Mais ce sourire se figea soudainement.
Une horreur indicible s’empara de son être et, d’un seul coup, il ne fut plus un homme du siècle XXI, un de ces techniciens familiers des conquêtes spatiales et des dominations de la matière. Mohamed ne comprenait pas et toute son érudition s’effaçait devant l’incompréhensible sacrilège ou prodige qui frappait ses yeux épouvantés.
Il n’était plus qu’un humble fellah d’antan, foudroyé par ce qu’il découvrait.
Il se trouvait devant la vitrine où reposait l’admirable masque de Thouthankamon, le pharaon légendaire qui mourut à dix-huit ans.
Un torrent de superstition ancestrale déferlait sur l’homme du monde technocratique.
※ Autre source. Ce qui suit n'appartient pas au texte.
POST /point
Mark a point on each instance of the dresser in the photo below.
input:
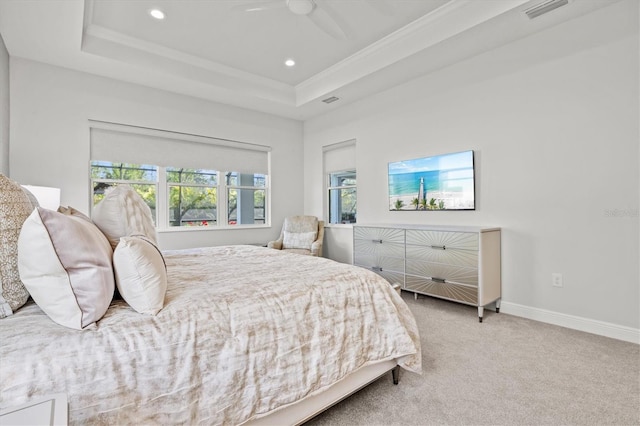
(460, 264)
Le masque merveilleux était là. Du moins ce qui en constituait l’armature, en or et vert, avec la reproduction du pschent royal, ainsi que ce joyau des ciseleurs antiques avait été placé sur le sarcophage du pharaon.
Mais le visage du masque, le modelé parfait reproduisant les traits délicats et si émouvants du prince de la mort avaient disparu comme effacés. A leur place, il n’y avait qu’un trou béant, qui paraissait, à Mohamed, s’ouvrir sur des abîmes.
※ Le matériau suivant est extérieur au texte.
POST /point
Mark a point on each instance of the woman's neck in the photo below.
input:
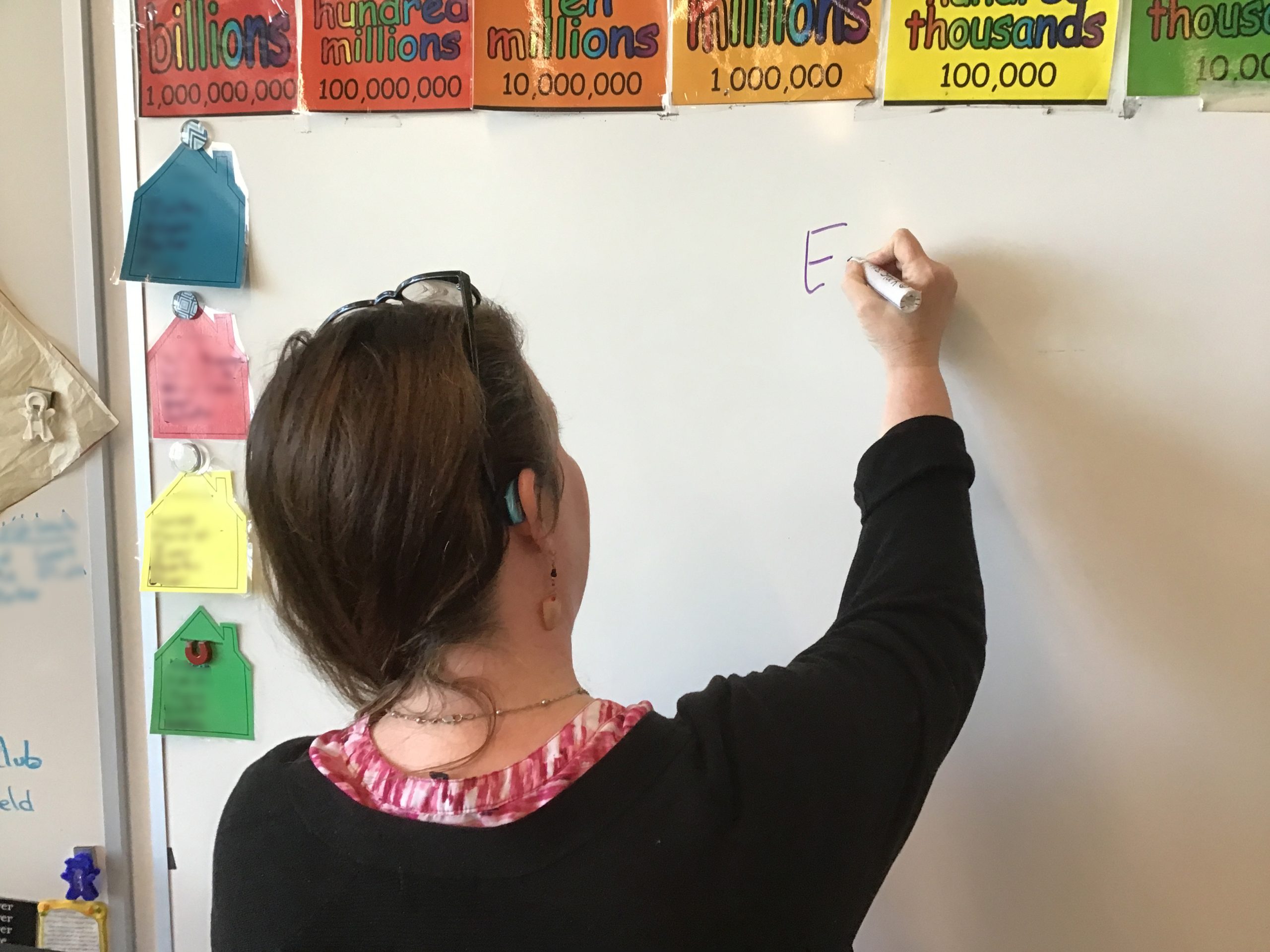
(512, 677)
Il songea à tout ce qui s’attachait de tradition à la légende de Thouthankamon. A la maladie inconnue qui avait décimé les archéologues coupables d’avoir profané, cent ans plus tôt, la Vallée des Rois. A ces objets dits maléfiques, arrachés aux tombeaux et aux pyramides et dont on chuchotait encore que, la nuit, dans les vitrines, ils luisaient mystérieusement, ou provoquaient des craquements, voire des appels semblables à de lointains gémissements. Que de morts subites étaient attribuées à la vengeance des Pharaons qui n’avaient pas pardonné le sacrilège artistique !
Mohamed ben Arfi ne songea pas une seule seconde à quelque rapt audacieux, et qu’un cambrioleur maniaque, ou simplement vénal, avait pu découper le visage de Thouthankamon pour l’emporter au nez de ses collègues de la journée. Non ! Il évoqua tout de suite le surnaturel :
— Le Pharaon est revenu. Il a repris son visage !…
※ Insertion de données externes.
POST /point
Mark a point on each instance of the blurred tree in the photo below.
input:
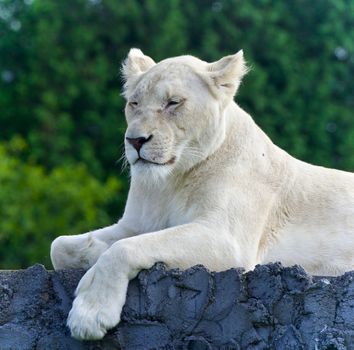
(36, 206)
(59, 82)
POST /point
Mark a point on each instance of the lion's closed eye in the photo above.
(174, 102)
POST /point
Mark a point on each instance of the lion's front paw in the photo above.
(98, 305)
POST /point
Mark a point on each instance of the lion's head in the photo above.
(175, 110)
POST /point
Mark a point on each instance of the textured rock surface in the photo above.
(269, 308)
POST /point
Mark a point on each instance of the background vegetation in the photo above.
(61, 113)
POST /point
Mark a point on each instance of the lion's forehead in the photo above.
(166, 79)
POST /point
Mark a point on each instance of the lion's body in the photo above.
(207, 187)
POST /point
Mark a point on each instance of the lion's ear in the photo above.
(226, 74)
(136, 63)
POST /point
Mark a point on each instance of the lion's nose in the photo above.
(137, 142)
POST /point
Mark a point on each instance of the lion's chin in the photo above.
(143, 161)
(151, 173)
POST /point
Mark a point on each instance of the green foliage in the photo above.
(36, 206)
(59, 85)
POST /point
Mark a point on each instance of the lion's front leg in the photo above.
(82, 251)
(102, 291)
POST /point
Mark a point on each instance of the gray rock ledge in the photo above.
(272, 307)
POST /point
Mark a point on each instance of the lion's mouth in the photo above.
(145, 161)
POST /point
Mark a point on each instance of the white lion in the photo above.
(207, 187)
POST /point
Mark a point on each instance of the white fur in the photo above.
(225, 197)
Mais peut-être la vérité était-elle plus effarante encore…
*
* *
La lumière du matin – matin correspondant au lendemain de l’inoubliable soirée d’émotion de Mohamed ben Arfi – épandait ses ors translucides sur le Palais Vieux de Florence. Des pigeons tournoyaient, des roucoulements se mêlaient aux premiers bruits de la ville que les touristes ne parcouraient pas encore, et qui s’éveillait doucement dans la splendeur italienne.
Pietro, sautant d’un pied sur l’autre, s’amusait sur la Piazza. Il était semblable à tous les bambins déguenillés qui hantent les ruelles de la cité florentine, et dont les ancêtres ont inspiré les maîtres de la Renaissance. Joli et un peu sale, négligé et tout à fait adorable avec ses neuf ans, il courait autour du socle de la statue de David, déjà blasé sur la beauté jaillie du ciseau de Michel-Ange. David était pour lui un vieux copain, il le voyait tous les jours depuis qu’il était au monde et savait qu’il avait en lui un aimable complice. Maint touriste, parfois venu d’une planète éloignée, jetait volontiers quelques piécettes au gamin qui mendiait sans en avoir l’air devant l’incomparable géant de marbre.
Il se trouva que Pietro, suivant de l’œil un pigeon capricieux passant dans l’air doré de Florence, attacha un instant ses regards sur le visage de David.
Du moins crut-il le faire, car il demeura bouche bée, avec l’air ahuri de quelque angelot malicieux qui a trouvé plus astucieux que lui.
Il se frotta les paupières de ses petits poings, avec vigueur, pensant peut-être qu’il ne s’était qu’insuffisamment débarbouillé, comme il faisait semblant de le faire quotidiennement dans quelque fontaine florentine.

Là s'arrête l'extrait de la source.